Büyük mücedditler fıkıh kitapları yazmadılar. İmam-ı A’zâm’ın “Fıkh-ı Ekber”i yaklaşık 40 sayfadır. Bediüzzaman fıkıh konusunda birkaç mektup yazdı. / Maalesef bütün İslâm âleminde “din” deyince “fıkıh kuralları” anlaşılıyor, Risale-i Nur’u tam anlayamayanlar da fıkıh kurallarını dinde asıl olarak kabul ediyor. / Hocalar, gençliği İslâm’la şereflendirmek için Orta Çağ fıkıh kuralları yerine Risale-i Nur’u anlatmalılar. / Fıkıh kuralları “sonradan giydirilmiş bir elbise” gibi görünüyor... (Osman Koyuncu – 18 Kasım’21 Perş.)

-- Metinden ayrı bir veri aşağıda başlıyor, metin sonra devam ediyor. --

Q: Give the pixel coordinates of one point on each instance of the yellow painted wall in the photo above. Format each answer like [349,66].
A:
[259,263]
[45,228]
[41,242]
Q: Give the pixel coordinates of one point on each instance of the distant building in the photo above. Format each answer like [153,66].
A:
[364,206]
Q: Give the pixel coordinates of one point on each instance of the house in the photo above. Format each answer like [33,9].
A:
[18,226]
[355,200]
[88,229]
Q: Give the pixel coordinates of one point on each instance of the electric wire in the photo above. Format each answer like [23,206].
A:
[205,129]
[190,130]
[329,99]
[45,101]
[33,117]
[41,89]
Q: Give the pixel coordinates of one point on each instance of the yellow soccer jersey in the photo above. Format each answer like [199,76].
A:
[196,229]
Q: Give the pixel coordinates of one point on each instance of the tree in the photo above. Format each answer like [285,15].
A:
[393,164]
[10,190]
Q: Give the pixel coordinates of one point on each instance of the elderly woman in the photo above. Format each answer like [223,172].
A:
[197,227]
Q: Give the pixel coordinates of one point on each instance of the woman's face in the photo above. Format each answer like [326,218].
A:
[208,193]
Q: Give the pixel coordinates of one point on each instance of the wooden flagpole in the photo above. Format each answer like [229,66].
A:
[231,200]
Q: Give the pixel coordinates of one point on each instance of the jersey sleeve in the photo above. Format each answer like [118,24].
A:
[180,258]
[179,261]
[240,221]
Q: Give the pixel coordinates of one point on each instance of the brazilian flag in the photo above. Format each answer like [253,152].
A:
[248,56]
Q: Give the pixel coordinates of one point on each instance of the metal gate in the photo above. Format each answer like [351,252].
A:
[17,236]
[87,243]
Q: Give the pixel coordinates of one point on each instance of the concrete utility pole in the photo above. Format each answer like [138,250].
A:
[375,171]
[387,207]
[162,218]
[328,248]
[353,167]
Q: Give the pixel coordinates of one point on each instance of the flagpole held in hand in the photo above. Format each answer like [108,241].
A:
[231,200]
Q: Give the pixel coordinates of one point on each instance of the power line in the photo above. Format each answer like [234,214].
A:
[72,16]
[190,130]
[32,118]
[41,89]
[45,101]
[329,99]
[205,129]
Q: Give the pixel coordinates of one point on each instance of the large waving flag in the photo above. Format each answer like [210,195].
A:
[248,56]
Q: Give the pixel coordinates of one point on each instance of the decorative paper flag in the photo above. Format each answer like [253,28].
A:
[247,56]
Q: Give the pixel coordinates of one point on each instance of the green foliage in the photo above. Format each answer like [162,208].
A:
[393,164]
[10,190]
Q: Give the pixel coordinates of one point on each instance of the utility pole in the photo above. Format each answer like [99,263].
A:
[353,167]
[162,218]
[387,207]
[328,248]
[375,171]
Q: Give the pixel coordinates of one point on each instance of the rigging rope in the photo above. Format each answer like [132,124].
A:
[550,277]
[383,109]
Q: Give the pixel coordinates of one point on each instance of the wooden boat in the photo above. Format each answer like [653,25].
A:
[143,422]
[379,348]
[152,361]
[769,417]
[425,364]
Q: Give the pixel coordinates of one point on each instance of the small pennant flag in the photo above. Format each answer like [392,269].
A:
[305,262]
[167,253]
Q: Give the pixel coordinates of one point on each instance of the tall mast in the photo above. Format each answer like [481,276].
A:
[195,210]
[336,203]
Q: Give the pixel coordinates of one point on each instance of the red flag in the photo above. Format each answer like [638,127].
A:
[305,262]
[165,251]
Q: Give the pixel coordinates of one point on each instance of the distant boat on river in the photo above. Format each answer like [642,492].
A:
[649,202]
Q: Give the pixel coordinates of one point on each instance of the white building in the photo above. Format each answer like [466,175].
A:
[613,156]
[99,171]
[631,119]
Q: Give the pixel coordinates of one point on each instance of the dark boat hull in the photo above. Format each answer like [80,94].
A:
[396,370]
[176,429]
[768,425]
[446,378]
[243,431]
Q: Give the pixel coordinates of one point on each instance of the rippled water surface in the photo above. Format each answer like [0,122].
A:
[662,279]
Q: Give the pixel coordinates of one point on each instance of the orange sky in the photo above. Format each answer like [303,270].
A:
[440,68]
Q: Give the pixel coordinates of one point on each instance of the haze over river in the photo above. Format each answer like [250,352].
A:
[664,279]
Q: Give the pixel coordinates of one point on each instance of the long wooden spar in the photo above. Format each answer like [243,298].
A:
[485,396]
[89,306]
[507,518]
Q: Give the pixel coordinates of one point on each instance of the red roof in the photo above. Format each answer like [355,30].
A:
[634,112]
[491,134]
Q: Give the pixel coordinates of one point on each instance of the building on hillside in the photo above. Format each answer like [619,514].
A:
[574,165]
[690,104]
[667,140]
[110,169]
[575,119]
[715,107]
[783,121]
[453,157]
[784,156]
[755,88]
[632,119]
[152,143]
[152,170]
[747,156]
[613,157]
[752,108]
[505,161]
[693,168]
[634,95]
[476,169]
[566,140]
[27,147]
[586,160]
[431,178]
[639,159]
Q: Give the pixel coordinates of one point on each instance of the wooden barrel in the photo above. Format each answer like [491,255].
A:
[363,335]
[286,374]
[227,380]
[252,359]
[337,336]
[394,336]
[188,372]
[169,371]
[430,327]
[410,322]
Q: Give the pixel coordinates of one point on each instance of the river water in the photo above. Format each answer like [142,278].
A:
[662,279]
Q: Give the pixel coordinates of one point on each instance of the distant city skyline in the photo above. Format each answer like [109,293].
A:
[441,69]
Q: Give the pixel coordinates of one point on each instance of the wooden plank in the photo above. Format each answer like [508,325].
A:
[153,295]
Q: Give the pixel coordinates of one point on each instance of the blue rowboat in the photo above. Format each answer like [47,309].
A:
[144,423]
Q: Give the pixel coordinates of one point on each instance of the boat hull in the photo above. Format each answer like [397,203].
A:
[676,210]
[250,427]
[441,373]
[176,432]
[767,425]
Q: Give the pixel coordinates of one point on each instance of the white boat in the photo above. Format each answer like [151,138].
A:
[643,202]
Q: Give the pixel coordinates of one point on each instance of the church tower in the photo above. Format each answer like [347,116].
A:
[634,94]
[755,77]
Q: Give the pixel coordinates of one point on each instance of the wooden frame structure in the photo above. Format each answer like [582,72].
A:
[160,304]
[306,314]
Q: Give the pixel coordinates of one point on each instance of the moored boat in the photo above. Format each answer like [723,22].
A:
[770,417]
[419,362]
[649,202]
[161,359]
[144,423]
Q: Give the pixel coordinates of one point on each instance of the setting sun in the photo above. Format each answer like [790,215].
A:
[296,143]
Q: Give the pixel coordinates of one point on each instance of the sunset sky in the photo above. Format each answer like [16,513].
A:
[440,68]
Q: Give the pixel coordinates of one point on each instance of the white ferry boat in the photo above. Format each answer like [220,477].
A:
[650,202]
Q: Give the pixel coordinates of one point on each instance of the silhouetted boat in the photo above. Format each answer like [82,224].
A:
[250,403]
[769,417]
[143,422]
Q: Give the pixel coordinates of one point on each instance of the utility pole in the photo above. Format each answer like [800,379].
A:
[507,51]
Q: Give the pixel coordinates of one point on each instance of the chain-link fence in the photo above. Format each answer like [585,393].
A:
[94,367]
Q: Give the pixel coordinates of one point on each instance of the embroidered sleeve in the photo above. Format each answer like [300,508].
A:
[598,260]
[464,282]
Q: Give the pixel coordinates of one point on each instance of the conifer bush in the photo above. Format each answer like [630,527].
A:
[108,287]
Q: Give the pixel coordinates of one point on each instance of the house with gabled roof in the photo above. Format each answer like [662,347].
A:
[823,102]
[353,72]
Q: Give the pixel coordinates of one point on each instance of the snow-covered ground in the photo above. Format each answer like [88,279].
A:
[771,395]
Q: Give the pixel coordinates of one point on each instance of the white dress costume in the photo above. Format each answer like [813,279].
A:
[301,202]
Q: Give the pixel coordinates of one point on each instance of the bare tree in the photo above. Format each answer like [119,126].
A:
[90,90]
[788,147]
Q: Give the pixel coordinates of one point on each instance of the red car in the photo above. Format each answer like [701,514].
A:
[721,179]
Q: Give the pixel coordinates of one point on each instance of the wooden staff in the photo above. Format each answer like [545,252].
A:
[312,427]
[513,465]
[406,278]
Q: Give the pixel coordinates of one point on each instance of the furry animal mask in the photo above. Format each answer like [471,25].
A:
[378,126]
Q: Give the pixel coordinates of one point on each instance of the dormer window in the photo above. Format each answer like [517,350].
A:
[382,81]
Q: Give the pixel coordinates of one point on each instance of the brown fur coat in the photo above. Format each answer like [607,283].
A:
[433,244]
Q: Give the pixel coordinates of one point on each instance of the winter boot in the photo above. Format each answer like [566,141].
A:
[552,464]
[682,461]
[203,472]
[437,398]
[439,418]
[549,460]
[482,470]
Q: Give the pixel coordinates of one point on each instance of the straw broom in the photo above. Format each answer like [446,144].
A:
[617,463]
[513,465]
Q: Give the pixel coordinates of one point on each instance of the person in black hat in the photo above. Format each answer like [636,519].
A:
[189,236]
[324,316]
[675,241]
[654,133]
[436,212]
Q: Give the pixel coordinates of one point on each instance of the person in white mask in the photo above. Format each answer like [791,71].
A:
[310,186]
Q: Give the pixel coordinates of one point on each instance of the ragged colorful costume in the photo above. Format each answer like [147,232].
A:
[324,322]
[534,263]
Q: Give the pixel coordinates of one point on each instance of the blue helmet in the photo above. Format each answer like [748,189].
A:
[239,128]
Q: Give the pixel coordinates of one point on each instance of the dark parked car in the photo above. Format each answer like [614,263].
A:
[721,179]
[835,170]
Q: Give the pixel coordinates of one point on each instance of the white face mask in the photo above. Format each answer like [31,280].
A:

* Aziz Üstadımız Bediüzzaman, yaptığı “îman ve Kur’ân hizmeti” yanında, hayatı boyunca “hürriyet, demokrasi ve Ahrar/Demokratlar”dan yana olmuş, istibda[ta] ve müstebitlere karşı olduğunu beyan etmiştir. (...) Üstad, 1950’lerde ortaya çıkan (...) dindar kimlikli siyaset cereyanlarına ve onların temsilcilerine [de] destek vermemiş, onlarla din kardeşi olduğunu, ancak onların siyasetlerine katılmadığını açıkça belirtmiştir.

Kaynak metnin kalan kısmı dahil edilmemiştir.